Hi liebe Mara, hi liebe Karuna,
mara... schrieb:
ich glaube, dass es gefährlich ist, viel um solche texte zu geben, weil sie suggerieren: du kannst nur demut erfahren, wenn du so bist, wie hier geschrieben steht ...
das halte ich aber definitiv für eine lüge ...
Ich halte das definitiv auch für eine Lüge.

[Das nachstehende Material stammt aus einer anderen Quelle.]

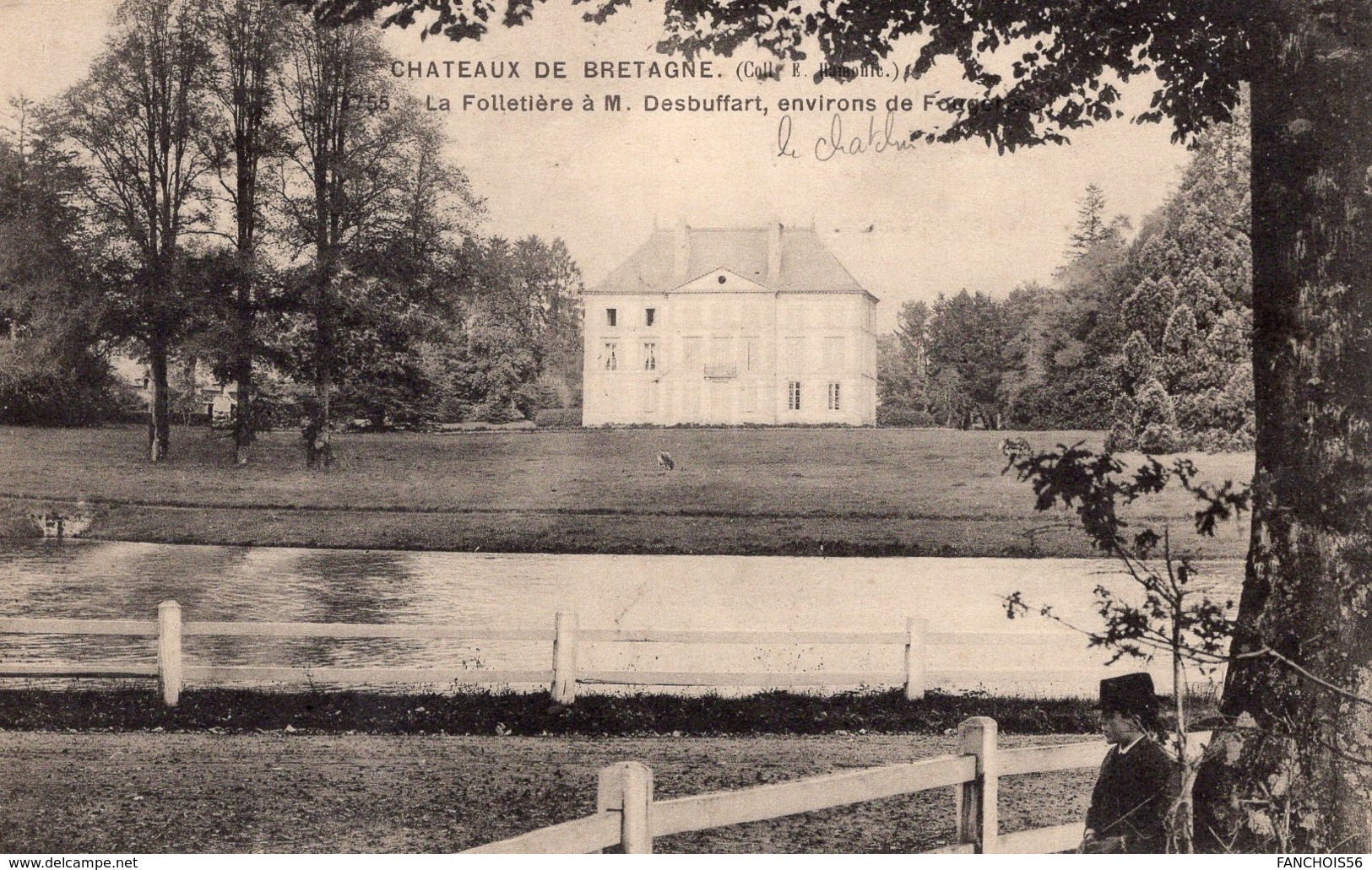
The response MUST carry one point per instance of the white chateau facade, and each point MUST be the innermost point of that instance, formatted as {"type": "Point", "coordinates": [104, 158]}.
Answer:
{"type": "Point", "coordinates": [756, 326]}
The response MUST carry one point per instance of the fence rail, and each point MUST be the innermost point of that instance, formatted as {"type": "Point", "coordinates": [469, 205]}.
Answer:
{"type": "Point", "coordinates": [629, 817]}
{"type": "Point", "coordinates": [567, 640]}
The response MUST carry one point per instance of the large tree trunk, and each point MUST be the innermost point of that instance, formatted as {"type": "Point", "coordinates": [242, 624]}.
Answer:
{"type": "Point", "coordinates": [1304, 640]}
{"type": "Point", "coordinates": [318, 445]}
{"type": "Point", "coordinates": [243, 424]}
{"type": "Point", "coordinates": [160, 409]}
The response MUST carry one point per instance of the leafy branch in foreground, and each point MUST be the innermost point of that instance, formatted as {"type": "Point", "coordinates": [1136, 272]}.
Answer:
{"type": "Point", "coordinates": [1176, 615]}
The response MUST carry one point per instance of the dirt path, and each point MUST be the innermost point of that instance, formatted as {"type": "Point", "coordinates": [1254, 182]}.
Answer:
{"type": "Point", "coordinates": [147, 792]}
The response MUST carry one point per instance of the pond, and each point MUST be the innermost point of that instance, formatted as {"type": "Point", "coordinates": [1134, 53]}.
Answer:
{"type": "Point", "coordinates": [512, 591]}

Demut kann man mE nur erfahren, wenn man absolut man selber ist.
Irgendwie verstehe ich Eure Gedankengänge nicht.
Wenn ich liebe, bin ich doch nicht demütig. Und rutsche auch nicht auf den Knieen. Genau das Gegenteil tue ich: Ich werde glücklich, groß und stark.
Im ersten Rausch der Liebe lösen sich die Ichgrenzen auf, die Liebenden verschmelzen. Ja! Das ist ein Teil des Zaubers der Liebe. Aber demütig? Möglicherweise noch vor dem anderen? Ich verstehe nicht. Liebe ist doch Glück! Demut würde doch alles Hochgefühl vermiesen?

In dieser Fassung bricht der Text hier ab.